Pero la actuación de ese complejo generador de sentido, que es el sistema de medios, no ha pasado desapercibida por sus propios usuarios, como pudo determinarse en el estudio efectuado por el Observatorio Político y Electoral a partir de 620 casos realizados en las puertas de los colegios donde se cumplió la votación en la ciudad de Buenos Aires.

Por un lado, se pudo comprobar el masivo uso del sistema de medios durante la campaña, considerando sus cuatro componentes: televisión, radio, Internet y diarios y revistas papel. El 98,8 por ciento se informó por al menos uno de los componentes y el 35 empleó un medio. Pero el 38,9 por ciento empleó dos y el 17,1 tres. El 7,5 restante se informó por todos los soportes. Realmente una utilización intensiva.

Pero independientemente de la exposición a un componente u otro del sistema, más del 80 por ciento cree que en esta instancia los medios favorecieron a algún candidato en particular. Asimismo, el 76,8 de los ciudadanos no cree que los medios sean neutrales a la hora de informar. Esto es, ni más ni menos, el epitafio en la tumba de la objetividad.

Hay un dato peculiar entre quienes se informaron para las elecciones mediante diarios y revistas en papel: sólo el 10,3 por ciento creen que los medios son neutrales a la hora de informar, contra el 17,4 que se informan mediante otros medios. El desarrollo de una mirada crítica por parte de los lectores es un hecho auspicioso dentro de la selva mediática. Pero, a pesar de lo expuesto, la ciudadanía asume que los medios poseen un enorme poder al momento de influir a la sociedad, ya que casi el 62 por ciento piensa que la mayoría de la gente vota según lo que sugieren los medios. Poco lugar quedaría para el discernimiento y la vocación ciudadana.

Sin embargo, este poder otorgado a la razón mediática no es omnímodo: sólo una cuarta parte de la ciudadanía cree que los medios les imponen a los políticos su agenda. Esta asumida autonomía de la clase política supondría una suerte de negociación permanente entre el sistema político y el sistema de medios, donde la ciudadanía ocuparía un rol de observador pasivo.

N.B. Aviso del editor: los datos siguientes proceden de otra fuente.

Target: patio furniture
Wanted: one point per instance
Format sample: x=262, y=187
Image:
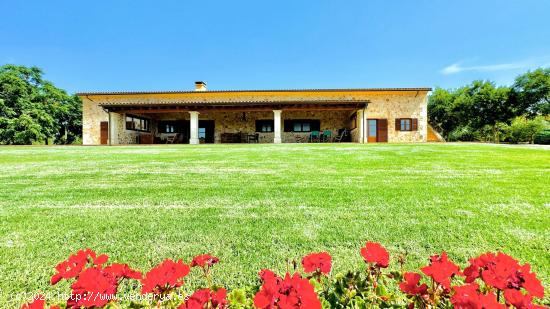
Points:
x=326, y=136
x=171, y=139
x=253, y=138
x=343, y=134
x=314, y=136
x=299, y=138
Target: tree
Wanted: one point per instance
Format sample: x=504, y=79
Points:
x=531, y=92
x=33, y=110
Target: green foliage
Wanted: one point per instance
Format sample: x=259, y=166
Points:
x=531, y=91
x=33, y=110
x=523, y=129
x=480, y=110
x=543, y=137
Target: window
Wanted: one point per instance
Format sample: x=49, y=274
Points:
x=171, y=126
x=405, y=124
x=136, y=123
x=202, y=133
x=298, y=125
x=264, y=126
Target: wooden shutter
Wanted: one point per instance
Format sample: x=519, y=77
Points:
x=289, y=125
x=315, y=125
x=104, y=132
x=414, y=124
x=382, y=130
x=397, y=124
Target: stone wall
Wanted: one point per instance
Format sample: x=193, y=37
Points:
x=383, y=104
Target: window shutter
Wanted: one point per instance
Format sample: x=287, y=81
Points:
x=414, y=125
x=397, y=124
x=315, y=125
x=288, y=124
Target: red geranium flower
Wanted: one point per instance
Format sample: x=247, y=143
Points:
x=374, y=253
x=317, y=262
x=164, y=277
x=290, y=292
x=410, y=285
x=501, y=271
x=76, y=263
x=94, y=288
x=441, y=269
x=205, y=298
x=38, y=302
x=468, y=297
x=204, y=260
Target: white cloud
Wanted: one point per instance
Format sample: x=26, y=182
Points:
x=456, y=68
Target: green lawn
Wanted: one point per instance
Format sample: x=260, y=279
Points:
x=256, y=205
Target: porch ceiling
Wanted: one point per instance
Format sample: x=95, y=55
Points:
x=182, y=106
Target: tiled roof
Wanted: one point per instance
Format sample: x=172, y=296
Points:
x=230, y=103
x=277, y=90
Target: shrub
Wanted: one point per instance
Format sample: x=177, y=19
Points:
x=464, y=134
x=491, y=280
x=524, y=130
x=542, y=138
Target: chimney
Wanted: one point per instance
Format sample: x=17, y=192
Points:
x=200, y=86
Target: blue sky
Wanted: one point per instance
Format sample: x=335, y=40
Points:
x=167, y=45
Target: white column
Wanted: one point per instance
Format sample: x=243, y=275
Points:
x=277, y=126
x=361, y=126
x=194, y=130
x=114, y=122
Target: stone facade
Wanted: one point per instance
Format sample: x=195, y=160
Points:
x=383, y=104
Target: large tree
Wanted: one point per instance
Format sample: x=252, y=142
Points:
x=531, y=92
x=33, y=110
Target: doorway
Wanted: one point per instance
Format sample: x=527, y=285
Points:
x=377, y=130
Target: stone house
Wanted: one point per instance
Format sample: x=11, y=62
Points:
x=264, y=116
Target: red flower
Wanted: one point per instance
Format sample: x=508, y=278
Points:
x=204, y=260
x=290, y=292
x=38, y=302
x=76, y=263
x=410, y=285
x=504, y=272
x=164, y=277
x=441, y=269
x=94, y=287
x=374, y=253
x=317, y=262
x=205, y=298
x=518, y=299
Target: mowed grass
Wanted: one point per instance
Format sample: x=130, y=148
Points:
x=254, y=206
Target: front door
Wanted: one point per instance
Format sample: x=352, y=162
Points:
x=104, y=132
x=377, y=130
x=206, y=131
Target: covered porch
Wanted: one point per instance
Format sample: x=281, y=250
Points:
x=236, y=122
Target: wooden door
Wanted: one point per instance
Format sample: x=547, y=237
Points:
x=104, y=132
x=372, y=131
x=382, y=130
x=377, y=130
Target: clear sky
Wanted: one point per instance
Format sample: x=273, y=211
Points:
x=279, y=44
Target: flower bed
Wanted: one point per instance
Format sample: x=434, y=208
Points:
x=491, y=280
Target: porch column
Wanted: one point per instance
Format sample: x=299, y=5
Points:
x=194, y=130
x=114, y=122
x=361, y=126
x=277, y=126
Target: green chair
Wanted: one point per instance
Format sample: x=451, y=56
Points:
x=327, y=136
x=314, y=136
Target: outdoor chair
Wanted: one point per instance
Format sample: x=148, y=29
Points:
x=171, y=139
x=326, y=136
x=254, y=138
x=340, y=137
x=314, y=136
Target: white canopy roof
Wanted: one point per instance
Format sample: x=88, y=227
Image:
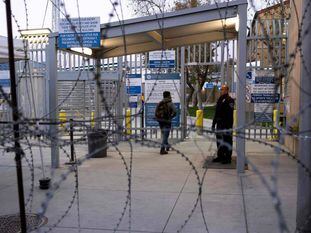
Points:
x=4, y=52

Cada uno de estos tres actores señalados: ciudadanía, el sistema de medios y el sistema político puede recoger una enseñanza del último proceso electoral. La ciudadanía, la importancia de recuperar involucramiento y participación; el sistema de medios, credibilidad y el político, capacidad para escuchar las necesidades de la sociedad.

* Sociólogo, docente e investigador UBA.